The popular bagel chain is at the center of a land-use debate in one of DC's swankiest neighborhoods.

Photograph courtesy Call Your Mother.

Nestled in a residential area of Georgetown—in between the tony boutiques and the Hoyas’ campus—lies a hot pink beacon of controversy: the neighborhood’s Call Your Mother location.

The shop’s propensity to draw crowds and its zoning have become a bone of contention for some residents—and, if a DC board rules in their favor Wednesday, the city could force Call Your Mother to close the location. “We’re just serving comfort food and trying to bring a little happiness to the corner,” Call Your Mother co-founder Andrew Dana tells Washingtonian. “It’s too bad we’re here.”

Some neighbors, Dana says, fought the shop’s opening before the Georgetown location sold its first schmear. For Melinda Roth, a law professor at George Washington University, the dispute began when one of her neighbors knocked on her door in 2019 to let her know a bagel shop would open on their block in a spot previously occupied by a small local gift store.

“Most of the long-term residents who know what the neighborhood was like before 2020, they’re the ones who are opposed,” says Roth, the lead plaintiff on a lawsuit that challenged Call Your Mother’s permit. Neighbors “like the restaurant, and they wanted it to stay in Georgetown—they just wanted it to stay in the appropriate place.”

For Roth, an appropriate place would be Georgetown’s M Street and Wisconsin Avenue business corridors, already host to a slew of retail. She says her neighborhood has been overrun with patrons of the wildly popular bagel shop, some of whom camp on her front doorstep to eat.

Dana says the store already takes steps to limit any potential disturbance to their neighborhood. Call Your Mother’s Georgetown shop neither takes UberEats orders, he says, nor offers outdoor seating. It even hired someone recently to patrol the area around the restaurant and urge stragglers off the neighbors’ property.

Despite those efforts, Roth says, the bagel place is simply not a good fit for a residential neighborhood. “It’s not something where there could be conditions that would somehow change that.”

According to Georgetown-area advisory neighborhood commissioner Topher Matthews, even though Call Your Mother occupies the site of former businesses, that block of O Street isn’t zoned for commercial use. So the store had to apply for a permit before DC’s Board of Zoning Adjustments to be recognized as a corner store—a legal category introduced in 2016 that allows a shop to operate in residential-zoned areas as long as it’s not within 750 feet of an existing corner store.

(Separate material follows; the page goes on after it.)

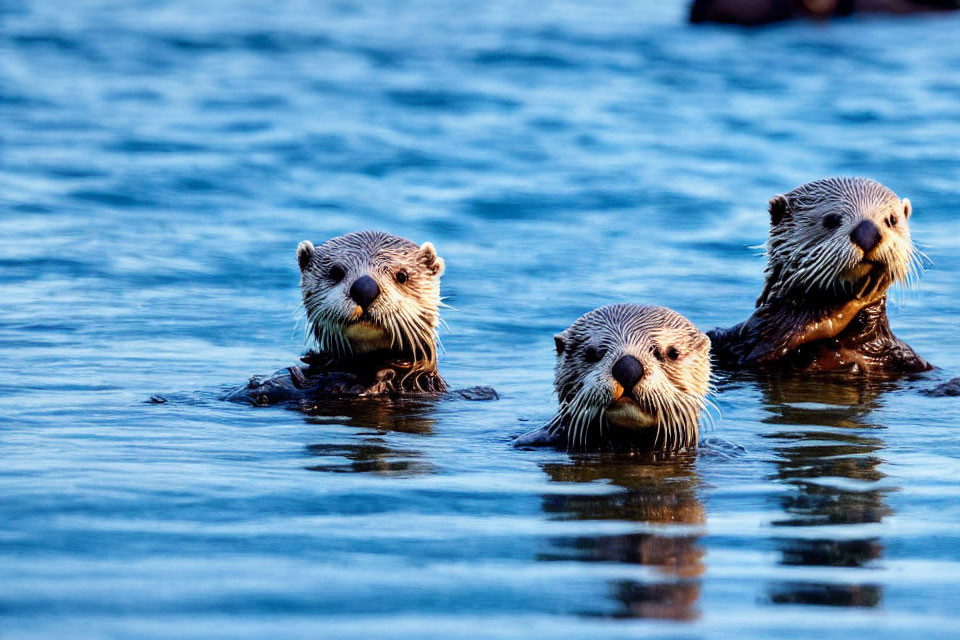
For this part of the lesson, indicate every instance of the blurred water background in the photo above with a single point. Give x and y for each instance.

The zoning board granted the variance, but the 2016 zoning law also stipulates that new corner stores can’t be within 750 feet of existing commercially zoned blocks—and a small strip of commercially zoned real estate, which hosts longtime neighborhood deli Wisemiller’s, is just over a block away. Plus, the code also prevents these corner stores for being used for the “on-site cooking of food,” a stricture that would appear to include the hot sandwiches on Call Your Mother’s menu. So Roth and her neighbors appealed the zoning board’s ruling to the DC Court of Appeals, which vacated the permit and remanded the matter back to the zoning board.

Now Call Your Mother needs to have two permits approved on Wednesday to remain in operations in Georgetown: the aforementioned area variance, so it can continue to operate as a corner store, and a special exemption to allow it to sell prepared food on-site.

While Call Your Mother likely always faced an uphill battle in a neighborhood where residents don’t tend to fear the court system, not every resident is opposed to the shop. One Georgetown resident who moved in after Call Your Mother opened and requested to remain anonymous out of fear of backlash from neighbors, said it was amenities such as the bagel shop that drew her to the neighborhood in the first place.

“We live two blocks from a major university. Having food for faculty and staff is sort of a reasonable assumption we made when we bought our houses,” the resident says. “We live in a city.”